Eine ganze Wand füllt die Fototapete mit den strahlenden Sieger*innen von Miss-Gay-Wettbewerben. Zufällige Passanten schauen irritiert, lachend auf dieses ungewöhnliche Line-up Schwarzer Beauties im Sand, sie selbst ficht das nicht an. Auch Muholi hat hier einen Auftritt in einer eigenen Serie, mit knappem Badeanzug oder Fransenkleidchen, auf Plateauschuhen, mal mit Nummer, Plastik-Diadem oder Schärpe.

Die Serie könnte die Vorarbeit für „Somnyama Ngonyama“ („Hail the Dark Lioness“ auf isiZulu, Muholis Muttersprache) gewesen sein, mit der Muholi vor zwei Jahren auf der letzten Biennale in Venedig für Aufmerksamkeit sorgte. Metergroß sprangen in den Corderie die inszenierten Selbstporträts das überraschte Publikum an. Im Gropius Bau sind sie nun in einem eigenen Saal kleiner reproduziert und als Tableau arrangiert oder werden im Durchlauf projiziert.

Erinnerung an die Mutter, die eine achtköpfige Familie durchbrachte

In Venedig traf die ganze Wucht Schwarzer Schönheiten mit ungewöhnlichen Accessoires wie Putzschwämmen oder Wäscheklammern als vermeintlichen Kronen.

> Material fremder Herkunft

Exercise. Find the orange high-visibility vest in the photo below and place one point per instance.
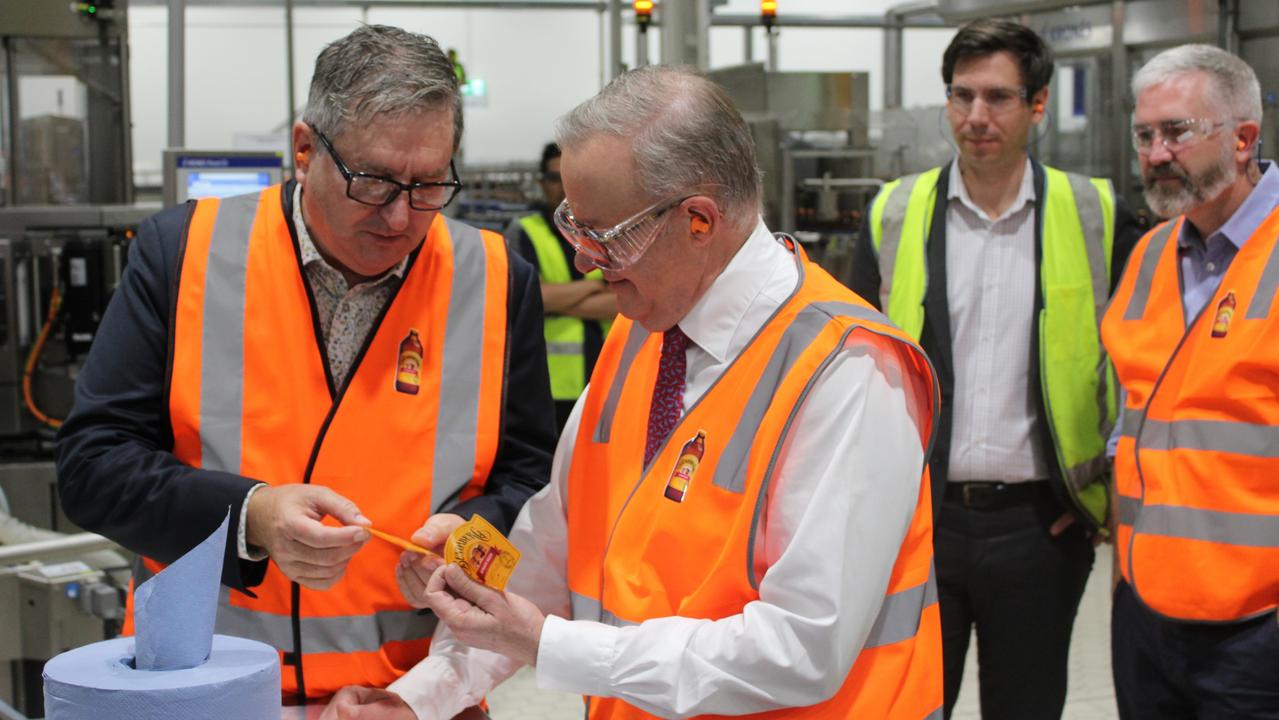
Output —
(633, 554)
(1197, 466)
(250, 395)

In Berlin ist die Geschichte dahinter zu erfahren: Muholi erinnert mit dieser Inszenierung an die eigene Mutter, die 40 Jahre lang als Angestellte in einem weißen Haushalt arbeitete, um ihre achtköpfige Familie durchzubringen.

Inzwischen setzt Muholi die melancholisch-humorvolle Serie mit anderen Requisiten fort, die eine politische Aufladung besitzen, wie jene Bleistifte, die während der Apartheid als Indiz zur „Rassenklassifizierung“ dienten: rutschte der Stift durch die Strähnen, weil sie glatt waren, wurde die Person als „weiß“ registriert. Muholi dreht den Spieß um und steckt sich ein ganzes Dutzend ins Haar.

Mit der 200 Werke umfassenden Retrospektive führt der Gropius Bau eindrucksvoll sein Fotoprogramm fort, das sich besonders um Diversität bemüht. Im vergangenen Jahr war hier die großartige Schau des in Berlin lebenden nigerianisch-britischen Fotografen Akinbode Akinbiyi zu sehen, ebenfalls von Natasha Ginwala kuratiert. Diesmal setzt das Ausstellungshaus noch eins drauf: ein exzellentes Begleitprogramm mit Talks, Führungen, Filmen, um queeres, diasporisches Leben hereinzuholen. Andere Institutionen der Stadt dürften sich umschauen.